Here's my query (it's automatically generated):
SELECT
sn.name,
sa.house_number,
sa.entrance,
pc.postal_code,
ci.name,
mu.name,
co.name,
sa.latitude,
sa.longitude
FROM
street_addresses AS sa INDEXED BY sa_unique_address
INNER JOIN street_names AS sn ON sa.street_name = sn.id
INNER JOIN postal_codes AS pc ON sa.postal_code = pc.id
INNER JOIN cities AS ci ON sa.city = ci.id
INNER JOIN municipalities AS mu ON sa.municipality = mu.id
INNER JOIN counties AS co ON mu.county = co.id
WHERE
sn.name GLOB "THORLEIF HAUGS VEI" AND
sa.house_number = 23
ORDER BY pc.postal_code ASC, sn.name ASC, sa.house_number ASC, sa.entrance ASC
LIMIT 0, 100;
The GLOB
is there because this is for a search function that must support wildcards. This query runs perfectly fast on Linux, both in the sqlite3 command line tool as well as in ruby-sqlite3. When on Windows, it runs super fast in the sqlite3 command line tool, but it takes several seconds to execute in Ruby.
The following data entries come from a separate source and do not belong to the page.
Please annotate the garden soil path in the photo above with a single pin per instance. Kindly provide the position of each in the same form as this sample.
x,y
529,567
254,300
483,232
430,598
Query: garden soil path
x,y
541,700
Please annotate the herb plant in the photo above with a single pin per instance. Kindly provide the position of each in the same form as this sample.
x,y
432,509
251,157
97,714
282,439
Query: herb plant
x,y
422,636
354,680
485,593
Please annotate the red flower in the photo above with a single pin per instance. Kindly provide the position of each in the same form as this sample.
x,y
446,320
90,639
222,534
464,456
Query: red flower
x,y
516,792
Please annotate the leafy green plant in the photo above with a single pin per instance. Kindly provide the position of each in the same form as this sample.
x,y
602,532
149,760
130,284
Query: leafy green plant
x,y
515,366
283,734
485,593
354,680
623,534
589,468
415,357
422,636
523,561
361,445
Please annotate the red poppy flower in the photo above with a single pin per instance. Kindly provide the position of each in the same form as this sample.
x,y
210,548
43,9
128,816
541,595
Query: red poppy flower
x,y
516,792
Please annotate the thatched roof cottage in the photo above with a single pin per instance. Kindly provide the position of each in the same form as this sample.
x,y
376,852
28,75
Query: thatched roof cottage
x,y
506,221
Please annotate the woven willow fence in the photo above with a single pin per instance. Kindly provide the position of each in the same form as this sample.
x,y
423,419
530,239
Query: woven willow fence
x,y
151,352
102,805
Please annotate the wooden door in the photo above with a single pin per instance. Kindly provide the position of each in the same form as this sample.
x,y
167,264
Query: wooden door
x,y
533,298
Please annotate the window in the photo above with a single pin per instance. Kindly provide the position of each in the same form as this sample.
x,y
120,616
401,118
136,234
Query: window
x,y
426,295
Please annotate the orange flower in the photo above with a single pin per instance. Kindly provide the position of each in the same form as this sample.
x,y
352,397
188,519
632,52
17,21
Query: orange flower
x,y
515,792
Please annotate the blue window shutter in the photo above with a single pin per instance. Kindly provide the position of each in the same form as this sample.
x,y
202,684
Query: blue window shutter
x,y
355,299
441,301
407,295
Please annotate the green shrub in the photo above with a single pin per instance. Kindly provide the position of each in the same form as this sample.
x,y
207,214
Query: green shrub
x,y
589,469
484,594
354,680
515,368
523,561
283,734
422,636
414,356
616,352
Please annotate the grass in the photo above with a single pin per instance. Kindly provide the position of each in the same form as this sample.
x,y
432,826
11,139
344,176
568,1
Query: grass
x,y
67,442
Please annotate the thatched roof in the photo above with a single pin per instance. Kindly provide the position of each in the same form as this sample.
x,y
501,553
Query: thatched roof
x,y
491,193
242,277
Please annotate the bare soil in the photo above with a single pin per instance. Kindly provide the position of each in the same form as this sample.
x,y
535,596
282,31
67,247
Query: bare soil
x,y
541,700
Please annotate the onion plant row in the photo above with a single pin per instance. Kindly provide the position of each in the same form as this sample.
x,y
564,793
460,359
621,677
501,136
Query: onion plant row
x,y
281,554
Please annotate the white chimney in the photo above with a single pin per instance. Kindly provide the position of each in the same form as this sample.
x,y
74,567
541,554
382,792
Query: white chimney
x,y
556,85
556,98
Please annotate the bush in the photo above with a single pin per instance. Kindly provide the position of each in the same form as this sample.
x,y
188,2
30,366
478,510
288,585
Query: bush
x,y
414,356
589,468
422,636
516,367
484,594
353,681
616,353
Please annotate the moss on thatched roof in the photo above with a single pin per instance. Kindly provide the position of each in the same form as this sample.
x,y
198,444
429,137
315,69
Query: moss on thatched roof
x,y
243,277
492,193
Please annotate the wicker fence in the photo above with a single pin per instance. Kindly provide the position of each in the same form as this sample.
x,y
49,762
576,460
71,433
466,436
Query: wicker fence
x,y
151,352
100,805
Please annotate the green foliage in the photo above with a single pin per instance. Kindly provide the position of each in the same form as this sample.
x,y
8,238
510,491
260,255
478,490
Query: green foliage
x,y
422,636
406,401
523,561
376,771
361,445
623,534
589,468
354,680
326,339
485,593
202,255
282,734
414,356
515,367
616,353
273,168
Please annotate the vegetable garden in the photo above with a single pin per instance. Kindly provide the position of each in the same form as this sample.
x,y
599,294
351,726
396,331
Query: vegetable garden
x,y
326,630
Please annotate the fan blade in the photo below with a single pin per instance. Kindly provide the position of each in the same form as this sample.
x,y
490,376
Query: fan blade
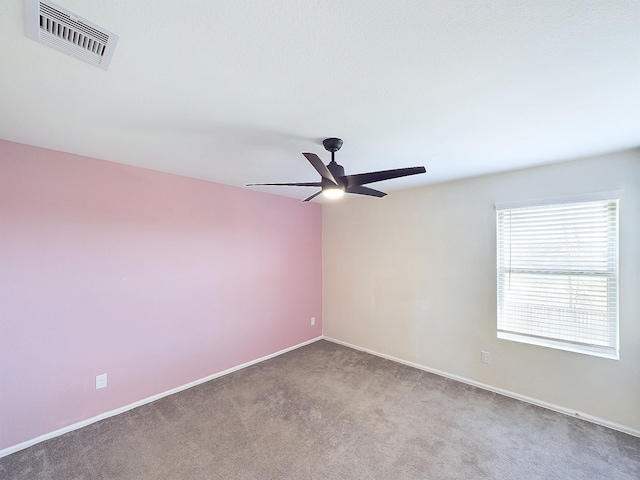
x,y
300,184
365,191
364,178
312,196
320,167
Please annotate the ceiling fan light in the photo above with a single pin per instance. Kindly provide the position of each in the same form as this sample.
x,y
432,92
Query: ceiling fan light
x,y
333,192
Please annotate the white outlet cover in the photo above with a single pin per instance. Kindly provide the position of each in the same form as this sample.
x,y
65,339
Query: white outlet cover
x,y
101,381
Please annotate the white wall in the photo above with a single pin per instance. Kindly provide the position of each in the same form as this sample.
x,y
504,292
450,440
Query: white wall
x,y
413,276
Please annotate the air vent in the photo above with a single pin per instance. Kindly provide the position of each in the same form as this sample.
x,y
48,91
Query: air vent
x,y
65,31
If I replace the GLOB
with =
, the issue disappears.
This is how I tested the query on Windows:
> db = SQLite3::Database.open("norway.db") > sql = File.load("test.sql") > db.execute(sql) # SLOW!!! > db.execute(sql.sub("GLOB", "=")) # Super mega fast!
I've run EXPLAIN QUERY PLAN
both in the command line tool and through Ruby, both of which indicate that the indexes are being used:
selectid order from detail ---------- ---------- ---------- -------------------------------------------------------------------------------- 0 0 1 SEARCH TABLE street_names AS sn USING COVERING INDEX sn_name (name>? AND name<?) 0 1 0 SEARCH TABLE street_addresses AS sa USING INDEX sa_unique_address (street_name=? 0 2 3 SEARCH TABLE cities AS ci USING INTEGER PRIMARY KEY (rowid=?) 0 3 2 SEARCH TABLE postal_codes AS pc USING INTEGER PRIMARY KEY (rowid=?) 0 4 4 SEARCH TABLE municipalities AS mu USING INTEGER PRIMARY KEY (rowid=?) 0 5 5 SEARCH TABLE counties AS co USING INTEGER PRIMARY KEY (rowid=?) 0 0 0 USE TEMP B-TREE FOR ORDER BY
This is the database I'm using: norway.db. The link will certainly be broken at some point, but hopefully we've reached a solution by then.
I've done some profiling:
result = RubyProf.profile {
data = db.execute(sql)
}
Here are the results:
Here's the call graph in text format.
These lines are of particular interest:
%total %self total self wait child calls Name 2.395 2.395 0.000 0.000 2/2 Kernel#loop 100.00% 100.00% 2.395 2.395 0.000 0.000 2 SQLite3::Statement#step (ruby_runtime:0} ruby_runtime:0 0.000 0.000 0.000 0.000 2/2 SQLite3::Database#encoding
The profiler points me to statement.rb:108, which points me to the C function step
, which is defined in statement.c:107.
So is this a Windows specific problem in the C code? Is it a SQLite 3 bug or a bug in the ruby library? Any ideas on what I can do to resolve this issue?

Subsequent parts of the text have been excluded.